OCRmyPDF
OCRmyPDF copied to clipboard
Reduce memory usage for very large files (high page count and large file size)
ocrmypdf uses excessive memory for files for very high page counts (hundreds), enough it might consume all available on temporary storage on small devices, e.g. 100 MB PDF produces >2GB of intermediates.
In the maximal case we need O(number of pages * number of intermediates per page). Currently we get major savings because some intermediates are just soft links to other intermediates.
Opportunities for savings:
- [x] ~~PDF page split is breadth first, producing one file per page before some files are needed. It would be reasonable to have a group of 25 splitter.~~ Implemented in v7.
- [ ] Intermediate temporary files could be deleted after every dependency interested in them has been consumed. Each object produced by the pipeline could have a reference count. Whenever a task finishes the reference count of each input is decreased. When a task is finished we ask how many input tasks want to see each output file and set the reference count accordingly.
- [ ] Prioritize depth over breadth when a worker process is free to select a new task, if ruffus or its replacement doesn't already do this. Depth first topo ordering might get this for free.
Reference counting may be sufficient is probably the easiest way to get better performance here without complications.
One option would be to hardlink the input files for every time a task is run and delete them when it is done. That delegates refcounting to file system.

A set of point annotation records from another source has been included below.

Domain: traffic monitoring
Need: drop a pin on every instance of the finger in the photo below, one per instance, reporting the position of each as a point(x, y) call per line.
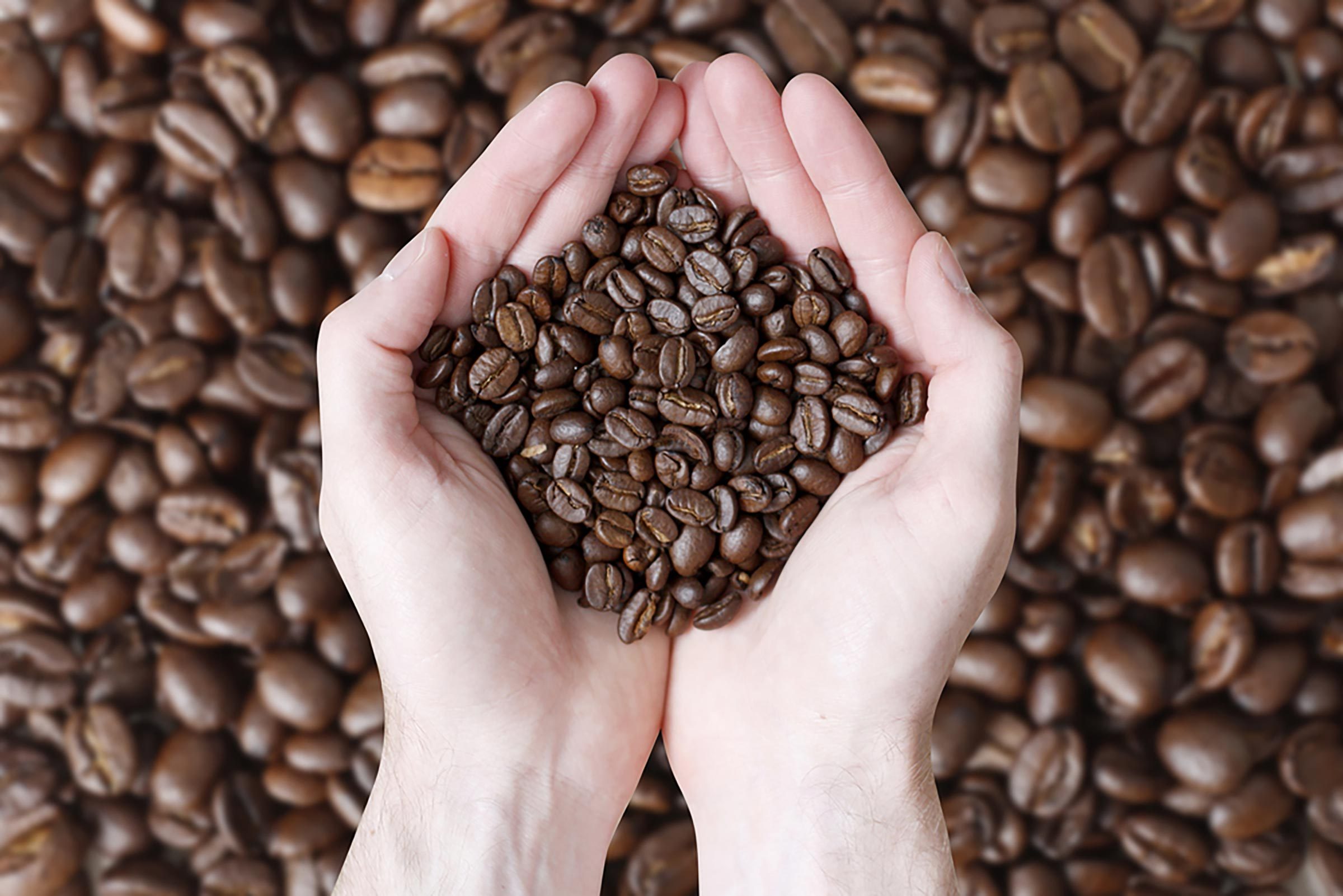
point(661, 128)
point(702, 143)
point(487, 210)
point(750, 116)
point(870, 213)
point(625, 89)
point(363, 364)
point(974, 367)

Could fallback to cp if ln does not work.
/tmp/ocrmypdf-somefile/
triage/
origin
origin.pdf
repair/
input.pdf # hardlinked to origin.pdf
input.repaired.pdf
Ruffus is not capable of a depth-first/greedy exploration of the pipeline DAG.
Improved for v7
Improved again for v8.4/v9
Why does Ocrmypdf create all the pdf files in one batch? And then it doesn't clean up its working directory until it's done.
I would expect it to extract pages as they are consumed by threads, and to delete everything besides the finalized page *.pdf as the page finishes processing.
As a result of this, if you have /tmp mounted on ram, you absolutely can OOM because of too many temporary files.
That would not be good for me. Since I'm using OCRmyPDF in a (at the moment private) Plugin for Calibre with a proofreading step after the OCR process on scanned PDF documents, I depend on the existence of all temporary hocr files until I delete them by myself after proofreading.
@installgentoo The working directory is definitely cleaned up at the end of processing. However, some intermediate resources are not deleted as soon as they could be. This hasn't been implemented because it mainly people with low temporary storage who are processing a lot of files, in most cases adding more storage is a good-enough workaround. As @bertholdm mentions, the introduction of plugins has made a lot of changes more complex.